Brown Carrying Corn 1854-5. Ford Maddox Brown was walking with his wife and liked the way the colour of the corn and the turnips interacted and visited the site near Finchley twenty one times. He was engaged by the emerald green of the turnips against the corn and spent 70 hours on the painting. (Note: emerald green was a popular colour but it was made from arsenic and it was reported by The Times in the 1860s that the colouring was poisonous. William Morris later choose to ignore the contemporary health concerns even though children were dying sleeping in rooms with emerald green wallpaper. He was a shareholder in the largest arsenic mine in the world). Brown commented the turnips "change from day to day". The painting was rejected by the Royal Academy but was shown at a Pre-Raphaelite exhibition in 1857. We see layering, framing, echoing, a strong vertical, a rising moon and pools of light in the centre. The sun is setting on the corn and the foreground shadow partly obscures a stooped woman who is perhaps weeding the turnips. The woman was modelled on Brown wife (although at the time he denied she was his wife perhaps as she was a lower social class). None of the woman's face is disclosed, it is just plain gray. It is a harmonious landscape and a nostalgic view of rural England. The Tate Gallery calls it a "pot boiler" but he spent 70 hours on it implying it was more than just a work rushed off to sell.

It is jewel-like with a subtle and calculated composition and the low viewpoint tends to bring us into the scene and become one with the landscape. The anonymous foreground figure suggests the painting may be about isolation, loneliness or misery. The PRB and their followers often had a single foreground figure in the landscape. It is interesting that at this time male artists used women possibly to represent themselves in a gender neutral way.

Millais The Blind Girl 1856. Reflects the attitudes of Christian Socialist such as Thomas Carlyle. In the aftermath of Chartism social reform, disenfranchised labourers. We see a person not actively engaged in farm work.

Millet The Gleaners 1857. A much more idealised image than say The Hireling Shepherd painted at about the same time.

Wallis The Stonebreaker 1857. There is a tension between the beautiful evening and the dead stonebreaker, exhausted by his back breaking work.

Brett The Stonebreaker 1857

Redgrave The Emigrant’s Last Sight of Home 1858. We have ideas of the labourer being forced to  leave his home to emigrate forever away from the idyllic English countryside. The artist is excited by the beauty of the landscape but there is a tension with the discordant figures.

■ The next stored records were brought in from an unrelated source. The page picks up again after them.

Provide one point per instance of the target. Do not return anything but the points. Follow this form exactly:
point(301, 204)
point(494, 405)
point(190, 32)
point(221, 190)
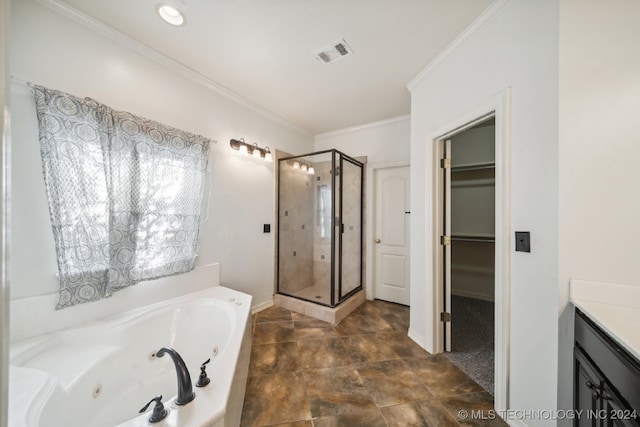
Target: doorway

1870 -"Realism" and Conservation

This period was concerned with preserving the past and nostalgia. Paintings would be bought by city dwellers who had lost all connection with the countryside and saw it nostalgically. Darwin's ideas permeated the population and most poeple only had a vague idea that it was something to do with origins. Does this idea also inform these images?

Crowe The Dinner Hour; Wigan 1874. One of the few images of working people that seems to be neutral in its interpretation. Maybe the woman have been idealised.

George Clausen The Girl at the Gate 1889 (Tate Britain). A low viewpoint induces sympathy and a connection with the scene. Is it a landscape or a portrait - it hovers between. George Clausen is now a forgotten artists but he was very influential at the time. Our view is blocked by the wall behind produces a closed feeling. It is not clear if this is a narrative. The woman is between being a girl and a woman, perhaps she is waiting at the gate for her lover who will never return, which explains her forlorn look. And we are the surrogate lover. Or is she welcoming us in the the garden?

The woman is actually based on the nursemaid of Clausen's children so was it intended to be realistic and a portrait. It is not modern and is fairly timeless from the cottage and the clothes. Was Clausen attempting to record types of people, the "salt of the earth" that make up the nation. Is she a Marianne figure (symbol of the French republic and freedom)?


1900 - The "Going Away"

Apart from Vorticism and Futurism 20th Century art does not represent the 20th Century but some other place or some abstract idea. In the 18909s it was concerned with urban sensisbilities, fin de siecle, and a post-Darwinian search for origins.